The “Fremder Freiheitsschacht” was founded in Bern, Switzerland by Hermann Schäfer and 21 other free brick-layers. Until the first congregation it was called “Fremder Pisspottschacht.” (A piss-pot is just what it means). The pisspott was cheaper than glass-boots,  that were used to drink beer. As they were unsatisfied with the title, the name “Fremder Freiheitsschacht “was installed upon the first congregation.


In the 1914 the “Fremder Spinnschacht” made up of almost exclusively carpenters joined us. Many of our young brothers died on the battlefields of the first world war. After the war the trip was possible again and starvation drove many men to choose the journey. Work was scarce, the men had live on the mercy of their fellow citizens. Times were changing for the better, but not for long. Many of our brothers have gone to concentration-camps, because they had to be members of a workers party.


The “Fremder Freiheitsschacht” was not wanted by Nazi-leadership, so the journeymen had to secretly conduct their tradition. Near the end of the war it was nearly impossible to travel and again many of our brothers died on the fronts. After the war travelling started again, but the division of Germany into east and west brought new hardships.

Spinnschacht 1912

In the east travelling was again prohibited so that many men crossed the border, while it was possible. It was a time of rebuilding what the war had destroyed, the “Wirtschaftswunder” came about and many young construction workers set out to begin their trip.

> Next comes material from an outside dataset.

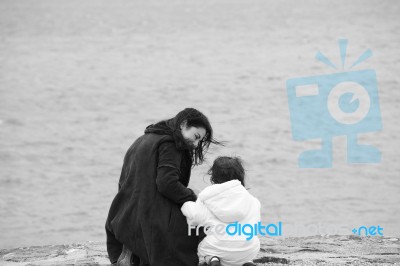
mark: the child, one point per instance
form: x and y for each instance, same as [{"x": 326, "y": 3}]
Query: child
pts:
[{"x": 225, "y": 202}]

Fremder Freiheitsschacht 1918

Until the 70´s, no young men were willing to begin the journey, when work was abundant. The C.C.E.G. (Confederation Compagnonnage Europèen) was founded to create a European roof organization. In the beginning of the 80´s an economic downswing occurred bringing young men again on the road.

Freiheitsbruder 1920

At present we are a healthy number of men, an organization that has profited by the unification of the two Parts of Germany. It is a joy to preserve a living legacy and tradition.
Long live the “Fremder Freiheitssschacht.”